LEASES/EXECUTORY CONTRACTS – If you have leased property or an executory contract (executory contracts are contracts in which performance is still due by the debtor, non-debtor, or both parties to the contract) the agreement must be assumed or it is deemed rejected. Generally, the lessee will allow you to reaffirm or continue to make the payments under the contract. However, you do not necessarily have the right to merely continue making the payments. If the lessee wants the property they may be able to get it back.
BANKRUPTCY AND YOUR CREDIT REPORT – A bankruptcy filing may be retained on your credit report for 10 years. In addition most loan applications require that you disclose that you have filed bankruptcy. Businesses, including banks and apartment owners, may refuse to do business with someone who has filed bankruptcy. I do not guarantee that creditors will accurately report information on your credit report. An additional fee will be required if there are issues you want me to address. For a discussion of what I refer to as the “Game of Credit Score Fear”, please click the following link: Bankruptcy and Credit Scores
THE BANKRUPTCY ESTATE. When you file bankruptcy a “bankruptcy estate” is created. It is an entity similar to a Trust or Corporation. The estate is comprised of all property you own or have rights to. Under some circumstances property that you have transferred, or property that you become entitled to after the bankruptcy is filed, may also be property of the estate. You do not have the right the sell, transfer, or encumber that property until it is no longer property of the estate. The property is usually no longer property of the estate when the case is closed. Generally, the case is closed shortly after you receive your discharge. However, under some circumstances the case can be kept open for administration of assets even though you have received your discharge. In most cases the property will probably never leave your possession and you’ll be allowed to keep it, this is because of the “exemptions”.

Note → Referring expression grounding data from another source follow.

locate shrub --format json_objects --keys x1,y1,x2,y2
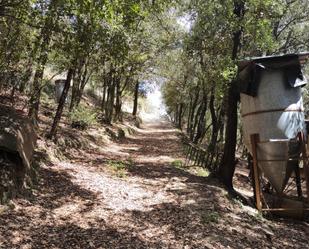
[
  {"x1": 171, "y1": 159, "x2": 184, "y2": 168},
  {"x1": 69, "y1": 105, "x2": 97, "y2": 130}
]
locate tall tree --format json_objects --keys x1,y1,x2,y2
[{"x1": 28, "y1": 0, "x2": 60, "y2": 122}]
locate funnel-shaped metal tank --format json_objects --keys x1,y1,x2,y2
[
  {"x1": 256, "y1": 140, "x2": 299, "y2": 193},
  {"x1": 239, "y1": 54, "x2": 307, "y2": 194}
]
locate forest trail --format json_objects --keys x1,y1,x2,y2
[{"x1": 1, "y1": 120, "x2": 308, "y2": 249}]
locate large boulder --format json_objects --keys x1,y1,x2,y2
[
  {"x1": 0, "y1": 105, "x2": 37, "y2": 202},
  {"x1": 0, "y1": 105, "x2": 37, "y2": 169}
]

Property that you currently own. Upon filing bankruptcy essentially everything you own or have rights to will become property of the “bankruptcy estate”.
Property that you have transferred. Some payments made to creditors within 90 days of filing may be pulled back into the estate, or 1 year if the payment was made to an “insider” (e.g., relative). Transfers made within the last four years that violate the Uniform Fraudulent Transfers Act may be undone (generally a transfer made for less than economic value while you were insolvent).
Property that you become entitled to in the future. Included in the estate is property you become entitled to via inheritance, life insurance, or a property settlement with a spouse within 180 days of the bankruptcy or while making payments in a Chapter 13 Plan.
EXEMPTIONS. Before the “estate” is used to pay creditors you can exempt certain property. That means you get to keep the exempt value of the property. In some states, you may elect Federal or State exemptions. In Missouri however, only the state exemptions are available. If you are married and filing jointly you are entitled to double the many exemptions. Property claimed as exempt must be sufficiently described so that the trustee and parties in interest can reasonably be expected to know what property the debtor claims as exempt, therefore when preparing your worksheet provide detailed descriptions of your property where requested. If you omit property from your schedules the court may deny your exemptions in that property even if you would otherwise be entitled to exempt the property.